Smoke test

make smoke is the SUBSTR-02 / SUBSTR-03 / SUBSTR-04 acceptance gate. It runs the live substrate end-to-end on a clean checkout with no cloud credentials and proves that deadline-based failure detection works on the wire.

What it proves

The smoke test boots the full Phase-2 substrate and exercises every concern in one run:

  • rollout-storage opens three independent redb files (one per coordinator / w1 / w2) with always-fsync durability.
  • rollout-transport brings up the HTTP/2 listener with an auto-generated dev CA + per-host mTLS certificates.
  • rollout-plugin-host loads two plugins per worker — a Rust cdylib and a Python sidecar (stdlib-only framed-JSON over UDS).
  • rollout-coordinator persists the worker registry + heartbeat ledger and runs the deadline-based failure scan that emits worker_failed for any worker overdue by more than coordinator_failure_timeout + clock_skew_budget.

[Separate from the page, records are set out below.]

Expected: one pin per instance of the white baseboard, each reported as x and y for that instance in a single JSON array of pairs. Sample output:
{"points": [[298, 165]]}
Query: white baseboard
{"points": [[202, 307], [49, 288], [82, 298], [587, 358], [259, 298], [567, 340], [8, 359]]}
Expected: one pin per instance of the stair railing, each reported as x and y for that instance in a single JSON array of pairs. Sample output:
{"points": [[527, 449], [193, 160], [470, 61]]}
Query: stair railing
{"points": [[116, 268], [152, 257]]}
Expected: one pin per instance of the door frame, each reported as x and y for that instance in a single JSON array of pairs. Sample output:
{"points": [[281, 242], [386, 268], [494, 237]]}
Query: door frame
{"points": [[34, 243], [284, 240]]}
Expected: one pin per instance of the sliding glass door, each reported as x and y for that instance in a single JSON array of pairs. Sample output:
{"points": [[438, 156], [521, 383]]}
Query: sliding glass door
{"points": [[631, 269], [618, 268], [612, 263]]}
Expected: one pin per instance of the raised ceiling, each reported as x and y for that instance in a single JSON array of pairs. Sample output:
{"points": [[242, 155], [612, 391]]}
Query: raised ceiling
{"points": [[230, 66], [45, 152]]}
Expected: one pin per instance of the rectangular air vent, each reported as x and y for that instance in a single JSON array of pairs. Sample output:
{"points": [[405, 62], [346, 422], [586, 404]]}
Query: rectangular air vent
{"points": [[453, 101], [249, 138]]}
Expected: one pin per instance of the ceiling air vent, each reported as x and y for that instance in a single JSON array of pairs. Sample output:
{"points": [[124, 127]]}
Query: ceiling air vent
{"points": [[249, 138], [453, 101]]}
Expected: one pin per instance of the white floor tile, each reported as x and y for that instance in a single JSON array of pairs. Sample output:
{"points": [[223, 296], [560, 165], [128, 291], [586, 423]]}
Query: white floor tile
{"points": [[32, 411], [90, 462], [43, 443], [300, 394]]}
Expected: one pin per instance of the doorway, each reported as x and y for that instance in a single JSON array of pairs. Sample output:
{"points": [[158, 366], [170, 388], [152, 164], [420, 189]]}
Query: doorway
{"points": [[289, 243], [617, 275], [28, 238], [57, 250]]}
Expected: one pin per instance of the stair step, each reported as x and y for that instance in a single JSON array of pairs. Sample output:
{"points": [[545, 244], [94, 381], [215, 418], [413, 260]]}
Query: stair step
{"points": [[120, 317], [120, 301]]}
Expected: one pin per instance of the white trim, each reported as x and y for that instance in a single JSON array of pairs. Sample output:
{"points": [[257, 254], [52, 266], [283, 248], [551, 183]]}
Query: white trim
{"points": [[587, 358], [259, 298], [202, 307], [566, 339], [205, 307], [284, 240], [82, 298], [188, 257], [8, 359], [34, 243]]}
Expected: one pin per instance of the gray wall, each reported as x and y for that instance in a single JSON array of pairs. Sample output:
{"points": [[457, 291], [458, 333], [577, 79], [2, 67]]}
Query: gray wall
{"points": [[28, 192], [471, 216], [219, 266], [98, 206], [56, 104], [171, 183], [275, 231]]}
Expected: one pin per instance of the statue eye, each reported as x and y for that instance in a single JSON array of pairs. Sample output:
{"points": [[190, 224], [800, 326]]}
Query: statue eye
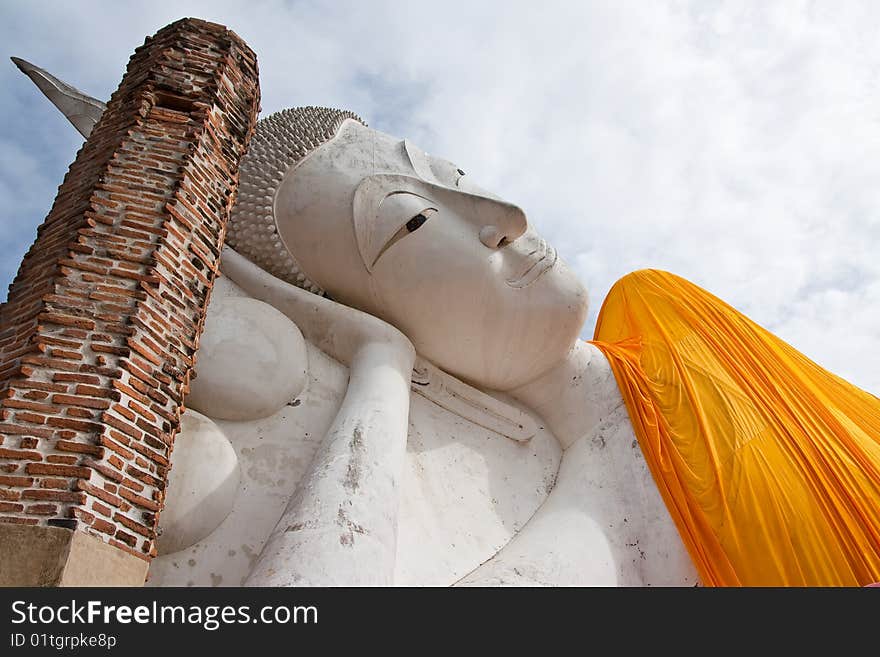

When the script kills w1 with SIGKILL, the coordinator must observe and emit the failure event for w1's ULID inside the deadline budget — that is the contract the substrate ships.

Topology

                        coord.log (NDJSON events)
                          ▲
                          │
    ┌─────────────────────┴─────────────────────┐
    │            rollout-coordinator            │
    │  ./data/smoke/coord.db   tls/ca.pem       │
    │  listen 127.0.0.1:50051 (mTLS, H/2)       │
    └───────────────┬──────────────┬────────────┘
                    │              │
              heartbeat 500ms  heartbeat 500ms
                    │              │
    ┌───────────────▼──┐     ┌────▼─────────────┐
    │  rollout worker w1│     │ rollout worker w2 │
    │  w1.db            │     │ w2.db             │
    │  plugins:         │     │ plugins:          │
    │    cdylib sample  │     │   cdylib sample   │
    │    sidecar sample │     │   sidecar sample  │
    └───────────────────┘     └───────────────────┘

Both workers load both plugin samples; the cdylib path is built on demand by the script (cargo build --manifest-path .../rust_cdylib_sample/Cargo.toml) and the Python sidecar resolves via PYTHONPATH=python/examples.

Timeline

StepWall-clock budgetAsserted invariant
Build binaries + cdylib~30 s (cold) / instant (cached)exit 0
Spawn coordinator< 1 sport 50051 up
Spawn w1 + w2< 1 sboth PIDs alive
Wait heartbeat-stable< 5 sworker_heartbeat for both ULIDs in coord.log
kill -KILL w1instant
Detect worker_failed(w1)< 8 s (D-TIME-01 floor: 2 × heartbeat_interval + skew)worker_failed topic + w1 ULID in coord.log

The 8-second detection deadline is well inside the spec contract: at the locked Phase-2 defaults (heartbeat_interval = 500 ms, coordinator_failure_timeout = 5 s, clock_skew_budget = 250 ms), the failure-scan loop ticks at 250 ms and fires the event within coordinator_failure_timeout + clock_skew_budget ≈ 5.25 s of the missed beat — observed locally at ~5.2 s.

Where logs go

All smoke artifacts land under ./data/smoke/ (gitignored):

PathPurpose
data/smoke/coord.dbCoordinator embedded storage
data/smoke/w1.db, w2.dbPer-worker embedded storage
data/smoke/tls/Auto-generated dev CA + per-host certs
data/smoke/sidecars/Per-plugin UDS sockets
data/smoke/logs/coord.logCoordinator stdout (NDJSON spec-09 events + tracing)
data/smoke/logs/w1.log, w2.logWorker stdout (tracing)
data/smoke/logs/w1.toml, w2.tomlPer-worker TOML (sed-rewritten from the shared fixture so each worker has its own db)
data/smoke/logs/w1.id, w2.idPre-allocated worker ULIDs (smoke driver writes these so the grep step is deterministic)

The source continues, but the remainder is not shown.